La hipótesis del zoo: ¿Nos observan los extraterrestres como animales en un zoo? ¿Somos una granja humana?

La ciencia ficción ha poblado nuestra galaxia con innumerables civilizaciones extraterrestres y conflictos interplanetarios.

En el mundo real, sin embargo, todavía no hemos encontrado ni siquiera la forma más básica de vida extraterrestre, y mucho menos una tecnológicamente avanzada.

¿A qué se debe esto?

Una posibilidad es que los planetas habitables son raros y que la vida inteligente en sí misma es una anomalía.

En otras palabras, podríamos estar realmente solos.

También es concebible que otras civilizaciones técnicamente avanzadas estén simplemente demasiado lejos como para que cualquiera de ellas sepa de la otra.

Pero, ¿y si la vida extraterrestre está muy extendida por el vecindario galáctico y nosotros hemos sido excluidos intencionadamente de la fiesta del barrio?

He aquí la hipótesis del zoo.

¿Qué es la hipótesis del zoo?

La idea esencial ha sido objeto de la cosmología científica y de la ciencia ficción durante décadas, pero a menudo se atribuye al radioastrónomo del MIT John Ball el haber expuesto la hipótesis en 1973. En esencia, la hipótesis del zoo sirve como posible solución a la paradoja de Fermi.

La paradoja de Fermi, llamada así por el físico Enrico Fermi, se refiere a la contradicción entre la alta probabilidad de que exista vida inteligente en todo el sistema (según algunas interpretaciones de la ecuación de Drake, que se utiliza para estimar el número de civilizaciones comunicantes en nuestra galaxia) y la falta de pruebas de esa vida inteligente.

Los extraterrestres podrían estar ahí, sugiere la hipótesis, y podrían estar escondiéndose intencionadamente de nosotros.

Como su nombre indica, una forma de imaginar tal escenario es que la Tierra podría estar apartada como una especie de zoológico o reserva natural.

Tal vez los alienígenas prefieran observar la vida en un sistema cerrado, o podrían tener razones éticas para no interferir en nuestro progreso tecnológico y cultural, algo parecido a la Primera Directiva de la serie de televisión «Star Trek».

Una interpretación potencialmente más siniestra puede encontrarse en la hipótesis del laboratorio de Ball: Los extraterrestres no se comunican con el ser humano porque somos un experimento para ellos.

Como los astrofísicos William I.

Newman y Carl Sagan explicaron en 1978, es imposible, en última instancia, predecir los objetivos y creencias de una hipotética civilización avanzada.

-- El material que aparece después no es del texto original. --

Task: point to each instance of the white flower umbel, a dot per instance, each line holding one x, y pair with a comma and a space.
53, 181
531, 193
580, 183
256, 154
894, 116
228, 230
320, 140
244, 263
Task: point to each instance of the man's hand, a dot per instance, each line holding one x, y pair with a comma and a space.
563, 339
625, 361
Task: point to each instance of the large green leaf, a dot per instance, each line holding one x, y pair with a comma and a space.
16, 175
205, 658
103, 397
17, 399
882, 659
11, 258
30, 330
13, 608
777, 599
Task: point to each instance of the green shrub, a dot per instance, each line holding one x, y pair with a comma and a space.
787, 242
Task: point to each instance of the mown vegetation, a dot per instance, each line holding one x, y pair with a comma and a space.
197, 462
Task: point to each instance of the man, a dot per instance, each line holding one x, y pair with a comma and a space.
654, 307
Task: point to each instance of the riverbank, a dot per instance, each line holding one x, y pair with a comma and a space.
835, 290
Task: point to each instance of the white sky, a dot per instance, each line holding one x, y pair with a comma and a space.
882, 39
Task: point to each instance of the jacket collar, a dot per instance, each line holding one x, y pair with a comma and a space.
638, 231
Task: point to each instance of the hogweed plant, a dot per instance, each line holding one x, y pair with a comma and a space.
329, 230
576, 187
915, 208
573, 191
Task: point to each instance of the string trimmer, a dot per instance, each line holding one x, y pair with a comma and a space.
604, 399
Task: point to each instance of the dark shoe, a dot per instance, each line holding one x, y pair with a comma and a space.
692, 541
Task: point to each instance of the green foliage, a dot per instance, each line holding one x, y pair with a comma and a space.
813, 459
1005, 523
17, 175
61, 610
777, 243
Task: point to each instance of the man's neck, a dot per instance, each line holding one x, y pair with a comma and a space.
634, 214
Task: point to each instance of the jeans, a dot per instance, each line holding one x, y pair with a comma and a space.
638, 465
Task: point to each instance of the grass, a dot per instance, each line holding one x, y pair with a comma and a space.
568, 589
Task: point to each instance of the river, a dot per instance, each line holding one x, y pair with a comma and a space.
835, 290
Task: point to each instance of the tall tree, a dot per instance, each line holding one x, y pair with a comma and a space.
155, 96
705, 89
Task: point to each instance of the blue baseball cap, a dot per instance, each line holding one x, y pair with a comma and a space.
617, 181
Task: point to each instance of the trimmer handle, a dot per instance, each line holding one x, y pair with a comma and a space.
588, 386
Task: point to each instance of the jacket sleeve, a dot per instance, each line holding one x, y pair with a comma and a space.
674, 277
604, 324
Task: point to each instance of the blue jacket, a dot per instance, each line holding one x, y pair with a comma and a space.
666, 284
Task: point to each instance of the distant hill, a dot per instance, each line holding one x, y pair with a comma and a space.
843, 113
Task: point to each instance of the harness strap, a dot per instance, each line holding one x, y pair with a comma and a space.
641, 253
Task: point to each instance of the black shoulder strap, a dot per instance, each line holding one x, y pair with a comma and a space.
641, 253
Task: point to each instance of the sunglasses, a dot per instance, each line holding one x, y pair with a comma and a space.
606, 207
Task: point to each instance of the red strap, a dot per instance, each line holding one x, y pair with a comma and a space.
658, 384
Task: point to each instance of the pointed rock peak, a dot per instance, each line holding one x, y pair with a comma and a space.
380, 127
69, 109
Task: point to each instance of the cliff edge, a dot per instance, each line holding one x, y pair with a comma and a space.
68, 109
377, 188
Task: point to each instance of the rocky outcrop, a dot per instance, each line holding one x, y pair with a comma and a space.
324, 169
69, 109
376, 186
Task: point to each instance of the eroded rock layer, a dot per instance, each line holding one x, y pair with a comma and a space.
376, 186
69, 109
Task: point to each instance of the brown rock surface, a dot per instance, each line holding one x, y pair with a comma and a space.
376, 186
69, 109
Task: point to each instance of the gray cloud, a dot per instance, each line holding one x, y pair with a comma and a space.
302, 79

En otras palabras, si ponemos todas las ideas sobre la mesa en relación con la posibilidad de vida extraterrestre avanzada, entonces la hipótesis del zoo tiene un lugar en la pereza cosmológica. Pero, como señala el físico de partículas y coautor de «Preguntas frecuentes sobre el universo», Daniel Whiteson, tenemos que tener cuidado de evitar el antropocentrismo, la tendencia a asumir que los seres humanos son el centro de las preocupaciones cósmicas.

«Creo que eso es bastante improbable», nos dice Whiteson.

«No me gusta que [la hipótesis del zoo] nos sitúe en el centro de las cosas.

Y también parece inverosímil porque requiere una vasta conspiración galáctica.

¿Cuándo fue la última vez que alguien colaboró para mantener un secreto?

El mejor argumento en contra de que haya extraterrestres secretos visitando la Tierra es simplemente que los gobiernos no son capaces de mantener el secreto de esa manera, especialmente durante décadas.»

Podrías estar tentado de argumentar que, bueno, aquí estamos hablando de gobiernos alienígenas y no de gobiernos humanos.

Pero nuestra contemplación de la posible vida alienígena se basa en gran medida en el único modelo existente que tenemos: nosotros.

Si no podemos mantener vastas conspiraciones, ¿qué posibilidades tienen los extraterrestres?

«Creo que es muy improbable que los extraterrestres sean de alguna manera capaces de eso, aunque tal vez lo sean», admite Whiteson.

«Me gusta que [la hipótesis del zoo] intente responder a esta pregunta de forma caprichosa y creativa.

Es divertido para contar una historia, pero pone un montón de motivaciones humanas en la mente de estos alienígenas desconocidos.»

Pero, como indicaron Karl Newman y Sagan, la idea no es del todo imposible de poder demostrar.

Si algún día pudiéramos detectar comunicaciones alienígenas, la hipótesis del zoo sería falsable.

El grupo sin ánimo de lucro Messaging Extraterrestrial Intelligence (METI) aboga por la creación y transmisión de mensajes interestelares que podrían, en teoría, hacer saber a cualquier guardián del zoo cósmico de ahí fuera que nos gustaría ver más allá de nuestro recinto.